British rule out Irish border posts on leaving EU

Heavy security and long tailbacks were a feature of border crossing points back in the 1980s.

Heavy security and long tailbacks were a feature of border crossing points back in the 1980s.

The British Government has ruled out introducing Irish border posts after leaving the EU.

Brexit Secretary David Davis said the UK would adopt technology to cover the movement of goods between Northern Ireland and the Republic.

He gave evidence to his Westminster scrutiny committee about the future of the UK’s only land frontier with an EU state.

He said: “It is not going to be easy, it is going to cost us money, a lot of work on technology, to put border controls in but without having border posts - but that is what we intend to do.”

Businesses north and south are unanimously opposed to a hard border following Brexit, with long queues for paperwork checks envisaged akin to the 1980s when the Troubles were at their height.

Tour operators, hoteliers, business leaders and members of the agriculture industry are among those concerned about the implications if no special deal is struck between the UK and Ireland.

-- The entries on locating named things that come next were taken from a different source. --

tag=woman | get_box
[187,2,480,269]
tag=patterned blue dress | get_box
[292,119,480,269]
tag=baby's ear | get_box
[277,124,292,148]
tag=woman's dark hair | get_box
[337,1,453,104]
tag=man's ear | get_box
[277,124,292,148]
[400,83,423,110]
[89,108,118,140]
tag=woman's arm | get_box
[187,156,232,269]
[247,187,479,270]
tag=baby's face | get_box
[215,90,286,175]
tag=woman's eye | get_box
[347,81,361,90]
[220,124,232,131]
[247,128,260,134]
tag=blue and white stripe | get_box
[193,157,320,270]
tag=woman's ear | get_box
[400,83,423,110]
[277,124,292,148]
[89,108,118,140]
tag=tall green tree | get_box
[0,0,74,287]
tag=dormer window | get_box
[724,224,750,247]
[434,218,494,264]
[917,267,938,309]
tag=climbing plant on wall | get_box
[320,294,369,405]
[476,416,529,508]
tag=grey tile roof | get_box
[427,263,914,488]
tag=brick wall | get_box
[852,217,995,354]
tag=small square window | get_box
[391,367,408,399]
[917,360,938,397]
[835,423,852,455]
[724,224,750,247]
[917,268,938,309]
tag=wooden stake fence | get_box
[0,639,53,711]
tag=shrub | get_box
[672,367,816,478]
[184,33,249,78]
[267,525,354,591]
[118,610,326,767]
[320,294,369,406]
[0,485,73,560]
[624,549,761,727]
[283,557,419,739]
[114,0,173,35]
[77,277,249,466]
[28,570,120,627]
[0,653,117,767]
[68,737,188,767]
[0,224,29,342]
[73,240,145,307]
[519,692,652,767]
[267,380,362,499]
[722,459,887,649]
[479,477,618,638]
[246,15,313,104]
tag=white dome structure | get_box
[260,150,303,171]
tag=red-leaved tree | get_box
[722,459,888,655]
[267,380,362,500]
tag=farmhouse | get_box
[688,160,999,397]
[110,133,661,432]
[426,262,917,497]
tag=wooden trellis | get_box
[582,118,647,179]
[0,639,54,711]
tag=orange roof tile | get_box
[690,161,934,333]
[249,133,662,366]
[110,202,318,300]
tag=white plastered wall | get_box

Mr Davis said: “I am confident that actually the two nations and the (European) Commission between them will be able to solve this because we really want to, because the technology is better than it was 20 years ago and because we all understand the value of it.”

He added: “We are not going to do anything which jeopardises the peace process.”

The Brexit Secretary noted excise duty differences on goods moving between north and south were already dealt with in a subtle fashion.

He said the same system for sending goods between Belfast and Dublin could also control trade between the UK and a city like Rotterdam in Holland.

Freedom of movement between the UK and Ireland is covered by separate arrangements.

Under the UK’s 1949 Ireland Act, Irish citizens living in the UK are treated as “non-foreign”.

That may have to be reviewed post-Brexit, given that the Republic would still be in the EU.

Mr Davis added: “What we will aim to do is pretty much identical to the 1949 Act, which gives effectively citizenship rights to the citizens of each country.”